Comparing and contrasting modern and contemporary imagery expands our understanding of this unique practice – one that enables artists to imagine while they create, capturing their thoughts on paper with immediacy and spontaneity. Another relationship – this time with much older drawing – was explored in the exhibition Tiepolo, Canaletto e i maestri del Settecento veneziano (Tiepolo, Canaletto and the Masters of Eighteenth-century Venice) at the Gabinetto dei Disegni, Castello Sforzesco, which featured a delicate ink landscape by Domenico Gnoli on loan from Collezione Ramo that is highly evocative of Tiepolo’s Capricci.
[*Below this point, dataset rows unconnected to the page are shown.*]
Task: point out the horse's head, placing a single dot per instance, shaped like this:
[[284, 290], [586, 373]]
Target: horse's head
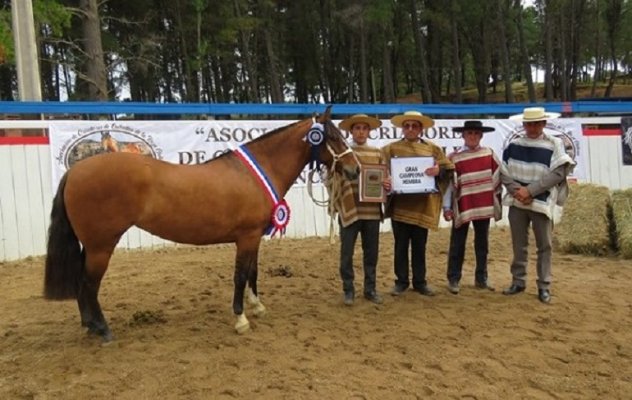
[[336, 153]]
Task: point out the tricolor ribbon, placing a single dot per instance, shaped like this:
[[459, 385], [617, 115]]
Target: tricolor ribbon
[[280, 209]]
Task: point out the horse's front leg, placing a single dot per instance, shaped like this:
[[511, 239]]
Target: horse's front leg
[[253, 296], [246, 257]]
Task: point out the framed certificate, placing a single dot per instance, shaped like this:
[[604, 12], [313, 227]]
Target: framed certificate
[[408, 175], [370, 183]]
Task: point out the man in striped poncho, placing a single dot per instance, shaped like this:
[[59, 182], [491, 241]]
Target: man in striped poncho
[[412, 214], [473, 197], [356, 217], [534, 169]]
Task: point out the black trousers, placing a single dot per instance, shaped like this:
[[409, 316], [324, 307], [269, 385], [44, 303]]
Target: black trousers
[[458, 239], [414, 237], [369, 231]]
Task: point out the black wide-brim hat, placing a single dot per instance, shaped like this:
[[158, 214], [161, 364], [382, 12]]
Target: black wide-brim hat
[[473, 126]]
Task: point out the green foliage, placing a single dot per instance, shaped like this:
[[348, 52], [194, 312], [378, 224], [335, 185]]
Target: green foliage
[[53, 14], [6, 38]]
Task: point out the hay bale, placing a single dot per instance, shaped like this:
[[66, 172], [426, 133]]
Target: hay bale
[[585, 226], [622, 215]]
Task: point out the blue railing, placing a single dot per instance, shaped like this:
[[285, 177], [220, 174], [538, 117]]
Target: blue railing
[[115, 108]]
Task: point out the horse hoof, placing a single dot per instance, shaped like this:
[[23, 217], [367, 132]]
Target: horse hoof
[[242, 325], [242, 328], [259, 310]]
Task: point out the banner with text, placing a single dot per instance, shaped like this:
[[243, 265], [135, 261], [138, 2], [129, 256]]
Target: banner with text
[[195, 142]]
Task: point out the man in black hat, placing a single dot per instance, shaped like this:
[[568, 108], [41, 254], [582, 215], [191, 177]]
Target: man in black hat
[[474, 196]]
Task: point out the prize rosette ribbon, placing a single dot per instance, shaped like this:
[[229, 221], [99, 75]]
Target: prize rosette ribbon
[[280, 217]]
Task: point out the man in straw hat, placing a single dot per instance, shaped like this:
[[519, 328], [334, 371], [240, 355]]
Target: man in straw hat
[[473, 197], [534, 170], [413, 214], [356, 217]]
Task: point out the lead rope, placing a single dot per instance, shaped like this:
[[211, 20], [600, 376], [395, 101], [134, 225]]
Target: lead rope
[[333, 184]]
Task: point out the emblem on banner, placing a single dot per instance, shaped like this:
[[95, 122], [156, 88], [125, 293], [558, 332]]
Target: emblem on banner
[[108, 138]]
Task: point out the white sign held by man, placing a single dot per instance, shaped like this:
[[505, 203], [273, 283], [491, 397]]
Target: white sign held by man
[[409, 176]]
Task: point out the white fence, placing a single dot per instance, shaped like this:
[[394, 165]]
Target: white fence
[[26, 194]]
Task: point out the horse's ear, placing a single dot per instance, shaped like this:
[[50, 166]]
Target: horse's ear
[[326, 116]]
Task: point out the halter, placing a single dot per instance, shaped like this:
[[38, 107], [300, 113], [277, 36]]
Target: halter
[[316, 136]]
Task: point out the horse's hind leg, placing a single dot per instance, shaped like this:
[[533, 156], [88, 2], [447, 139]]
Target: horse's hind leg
[[253, 296], [91, 315], [247, 249]]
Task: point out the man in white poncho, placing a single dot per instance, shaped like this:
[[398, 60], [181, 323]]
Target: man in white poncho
[[534, 169]]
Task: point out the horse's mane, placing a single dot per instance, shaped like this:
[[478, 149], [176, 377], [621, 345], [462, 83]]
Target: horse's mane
[[260, 138]]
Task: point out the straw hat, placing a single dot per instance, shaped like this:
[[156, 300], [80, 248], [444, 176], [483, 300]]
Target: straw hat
[[473, 126], [398, 120], [534, 114], [347, 123]]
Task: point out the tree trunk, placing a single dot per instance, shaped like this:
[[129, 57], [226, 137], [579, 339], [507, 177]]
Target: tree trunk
[[524, 55], [504, 51], [364, 69], [388, 94], [422, 57], [95, 73], [456, 59], [548, 56], [249, 60]]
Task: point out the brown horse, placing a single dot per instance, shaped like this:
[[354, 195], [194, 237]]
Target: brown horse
[[220, 201]]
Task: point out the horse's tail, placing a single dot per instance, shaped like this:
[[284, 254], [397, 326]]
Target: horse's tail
[[64, 257]]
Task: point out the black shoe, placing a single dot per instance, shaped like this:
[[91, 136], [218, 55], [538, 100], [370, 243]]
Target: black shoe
[[484, 285], [425, 290], [397, 290], [544, 295], [453, 287], [373, 297], [348, 300], [513, 289]]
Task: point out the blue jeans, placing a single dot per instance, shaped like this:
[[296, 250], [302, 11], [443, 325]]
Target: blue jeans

With Milano Drawing Week Collezione Ramo renew its bond with the city, making it fertile ground for new reflections on drawing and bringing together a range of different exhibition programmes, collections and institutions. Irina Zucca Alessandrelli, Curator of Collezione Ramo, says: “Milano Drawing Week represents the first step toward promoting a greater interest in this silent and revolutionary practice, revealing the world to us through the imagery of contemporary artists conscious of their relationship with the past.”

Spanning the entire 20th century, Collezione Ramo gathers together works on paper by key representatives of modern Italian art movements, as well as those by other great talents who pursued their own unique artistic visions. Its aim is to document the evolution of the 20th century’s many different stylistic approaches through works on paper (that is, not only drawings but also watercolours, collages and images created with gouache and pastel). It focuses not only on the acknowledged masterpieces that are emblematic of particular artists, but also on those sketches, jottings and experiments that reveal the evolution of their distinct formal vocabularies.

The goal of the collection is to highlight the importance of 20th-century Italian art and, at the same time, to promote the significance of drawing specifically, considering it to possess an autonomous value equal to that of painting and sculpture.

Key works from Collezione Ramo were recently displayed in the major American exhibition Silent Revolutions: Italian Drawings from the Twentieth Century at the Menil Drawing Institute in Houston (2021). 

In November 2018 highlights were presented at Milan’s Museo del Novecento with the exhibition Chi ha paura del disegno? (Who’s Afraid of Drawing?); the show subsequently travelled to London’s Estorick Collection in April 2019. A smaller exhibition titled La città moderna a casa Libeskind (The Modern City at Casa Libeskind) was presented at Daniel Libeskind’s CityLife home in April 2018, while Ritorno al collage (Return to Collage) opened in the penthouse of Bosco Verticale in May 2019.